Atmospheric Chemistry
Environmental Science
Air Quality Monitoring

Background:

Ground-level ozone (O₃) formation in the Southern Hemisphere is poorly understood due to scarce long-term observational data.
Existing research highlights the complexity of ozone chemistry, influenced by precursors like nitrogen oxides (NO_x) and volatile organic compounds (VOCs).

Purpose of the Study:

To analyze a decade of ground-based measurements of O₃ and its precursors in eastern Australia.
To investigate the factors controlling daytime O₃ formation regimes and trends in the Southern Hemisphere.
To assess the influence of different air mass types on pollutant concentrations.

Main Methods:

Analysis of continuous ground-based measurements of O₃, formaldehyde (HCHO), nitrogen dioxide (NO₂), and benzene, toluene, and xylene (BTX) from 2011 to 2020.

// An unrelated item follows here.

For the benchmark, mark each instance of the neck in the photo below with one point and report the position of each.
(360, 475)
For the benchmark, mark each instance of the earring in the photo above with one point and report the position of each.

Statistical trend analysis of pollutant concentrations.

Determination of ozone formation regimes using the formaldehyde-to-NO₂ ratio (FNR) and assessment of air mass influences.

Main Results:

A statistically significant upward trend in HCHO was observed at Memorial Park (0.19 ppb yr^-1).
Land-influenced air masses significantly enhanced concentrations of O₃, HCHO, NO₂, and BTX compared to sea-influenced masses.
Daytime O₃ formation was predominantly in the volatile organic compound (VOC)-limited regime at both sites, with HCHO (from primary emissions indicated by BTX) controlling the monthly FNR.

Conclusions:

Long-term in situ measurements are crucial for understanding ground-level O₃ formation dynamics in data-limited regions.
Formaldehyde, originating from primary emissions, plays a dominant role in controlling ozone formation in eastern Australia.
Findings provide valuable insights for future ozone research and mitigation strategies in the Southern Hemisphere.